A few possible ways the state could be using this money instead of a firehose of random checks:
- Help fund the MTA. Hochul’s budget pledges “support” for the MTA’s capital plan, which has a $33 billion funding gap, but she’s currently offering only $3 billion in direct state aid after the MTA asked for $4 billion.. The $3 billion cost of the checks could certainly be used to bridge part of the gap. “They’re in a position to fix the MTA’s funding stream,” Gusdorf told The Groove. “Obviously public transit is extraordinarily important for the city and the whole downstate region, and therefore for the stability of the state’s fiscal future, which relies heavily on taxes from the downstate economy.”
- Fix transit infrastructure statewide. “Roads and bridges around the state are not in good shape, and they need real investment,” Rein said. “When you get a surge of revenue you should think, ‘what should I do that really helps things?’”
- Focus the payments on people who need them most. No offense to the aforementioned $300,000-earning households, but if we’re doing payment checks, they could maybe go toward larger cash amounts for New Yorkers who need them more urgently. “They could focus on the most needy and give them more substantial relief,” Rein said.
- More bang for the buck on affordable housing. This one’s wonky but important: the state could be putting its extra billions into something called a “revolving loan fund,” which provides low-interest-rate loans to developers to build mixed-use properties that include affordable housing units. “If you scaled up, that fund could produce tens of thousands of units of new housing.” (A plan for such a fund exists in the current proposal, but with funding of just $50 million, per Gusdorf.) The state already subsidizes mixed-use housing via tax breaks like the 421a program, but if they were incentivizing developers via loans that would eventually paid back to the state, they could spend far less money and spur the creation of thousands more desperately-needed housing units in the process, a rare win-win, Gusdorf said.

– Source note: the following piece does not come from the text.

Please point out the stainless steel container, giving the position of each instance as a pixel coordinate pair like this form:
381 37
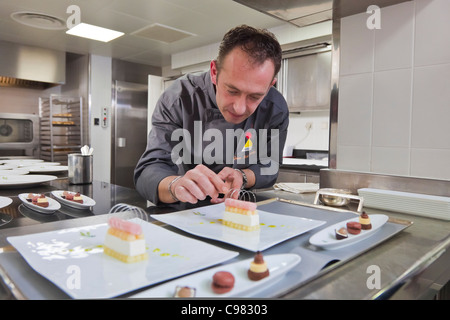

- Take a crack at universal childcare. Former mayor Bill de Blasio’s universal pre-K push has rightly been getting attention lately as a historic win, but what if we went even bigger, with statewide universal childcare? “The governor has talked about studying the issue of universal childcare, but this is something experts and advocates have been talking about for many years,” Gusdorf said. “Instead of continuing to commission studies, they should take resources and start putting money down to expand the subsidy program beyond its current income threshold, and start moving in incremental steps to a universal program.” Granted, $3 billion isn’t enough to fully institute such a program — Gusdorf estimates the full cost at something closer to $15 billion. “But if they made a multi-billion-dollar investment, it would make a big difference and also signal that we are on the path to a truly universal scheme.”
Whatever you think may be the best way to spend the state’s extra money, the point most critics are making is that one-time payouts will do way less to improve the lives of working- and middle-class New York State residents than investing in long-term public projects. Which is supposed to be the point of having a government to begin with.
“The whole fiscal function of the state is leveraging its ability to collect taxes from anyone and then deploying billions and billions of dollars to more productive ends,” Gusdorf said. “The state is the only entity that can do big investments in infrastructure like transit and housing. If it’s just money that’s then going right back to people, it’s not really fulfilling its job.”